The 'homework' for the next meeting was to write a piece about finding something in a person's pocket.
No sniggering at the back.
I've been mulling over what I should write since. The obvious thing would be to write a poem. But, I have been working on various prose pieces, and thought it might be a useful incentive to write a fiction piece.
Like many creative things the story came about by a circuitous route. Regular readers will know I am currently reading Hitler's Children: The Story of the Baader-Meinhof Terrorist Gang by Jillian Becker. In fact I have been reading a number of things about Germany in WWII. And, I find my preconceptions being rather challenged. For instance, one of the books I have been reading was about the Hitlerjugend in Normandy. All, or most, of whom were in the Hitler Youth, which conjures up images of swinging Indian Clubs and marching about. However according to this first hand account, far from the Hitler Youth being like the Scouts, it was more akin tot he Woodland Folk. And indeed Becker makes the same comparison.
Here is the poem that came out of my reflections on this....
Sabina finds me reading Rilke,
in the lower meadow by the stream.
Again and again I have come here
to paint the little Luthern chapel
but I cannot catch the light.
She brings her mother's regards
and a small cake, which she cuts
with my pocket knife. Stabbing
the crumbs with our finger tips
we read Autumn Day, on the rug,
our bodies almost touching.
The paper curls in the breeze
pinned by the smudged and bloodied
watercolours, in their wooden box.
The water jar sits safe in my shoe.
Angels in the churchyard
turn their backs, as naked
we splash and prance in the stream.
The sunlight runs like spring rain
upon our bodies. But we are not children.
No one is young. For high above,
silver geese fly in formation,
heading south; their reflection
obscured by the brilliance
of our glistening laughter.
So anyway, here is the 300 word story...
“Ah the poet,” exclaimed Inspector Meyer, “we meet again and
again.”
“And again and again you make the same joke,” replied Vesper
dryly. He checked the oak lined corridor before closing the door. “It’s about
the Schaub case. There’s something you need to know.”
Meyer pushed the rape file, he was working on, to one side.
He indicated Vesper to sit. The young sergeant did so, peering at his superior
through the thick lenses of his glasses. “Schaub?” began Meyer, recapping the
case from memory, “Schaub, male, 42,
found floating the river last week. The doctor says he was in the water for
approximately ten days. The neighbours report he had been drinking heavily
following the death of his son at… uh?... did we ever establish were the son
was killed?”
“No sir.”
“The wife and daughter killed by a stray bomb. He was heard
expressing defeatist opinions on the night he died.
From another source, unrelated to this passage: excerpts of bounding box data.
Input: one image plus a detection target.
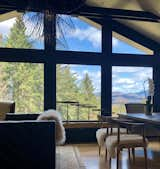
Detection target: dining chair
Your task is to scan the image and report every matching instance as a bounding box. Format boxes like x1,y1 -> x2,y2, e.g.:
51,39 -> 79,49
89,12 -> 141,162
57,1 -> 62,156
105,118 -> 148,169
0,102 -> 15,120
96,115 -> 127,156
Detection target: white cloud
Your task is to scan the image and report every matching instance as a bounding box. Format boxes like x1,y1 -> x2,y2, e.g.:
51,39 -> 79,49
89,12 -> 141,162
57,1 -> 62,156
66,27 -> 119,48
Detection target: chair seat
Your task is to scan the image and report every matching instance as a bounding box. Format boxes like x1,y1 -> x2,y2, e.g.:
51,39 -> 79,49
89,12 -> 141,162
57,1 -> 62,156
105,134 -> 147,158
96,128 -> 126,146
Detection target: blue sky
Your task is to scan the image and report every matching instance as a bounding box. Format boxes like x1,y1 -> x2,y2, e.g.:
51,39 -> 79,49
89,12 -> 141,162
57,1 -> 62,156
0,16 -> 152,96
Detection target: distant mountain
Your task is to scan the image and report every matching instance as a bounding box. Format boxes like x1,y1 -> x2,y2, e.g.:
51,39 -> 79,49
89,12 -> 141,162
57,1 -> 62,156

A witness reports that he
may have been fighting with two men on
the Fliesch bridge. The case remains open, but we are not actively
investigating. Have I missed anything?”
“This,” said Vesper, pushing a crumpled identity card across
the desk.
Meyer took it, opened it, and pouted at the insignificance.
“It’s Herr Schaub’s identity card, what of it?”
“It’s the stamp sir.” Meyer looked more closely. “The stamp
was only issued two days ago, which makes me wonder how it could be found in
Herr Schaub’s jacket pocket.”
Meyer laid the identity card on the desk before him, gently
running his figures across the smudged and blistered cardboard. “Herr Schaub
was a farmer? Was he not? And a farmer must be able to predict the weather if
he is to make money.”
“I don’t think it was suicide sir. In fact I know it wasn’t.
There’s something else.”
Which has got me thinking of ways in which this might be expanded.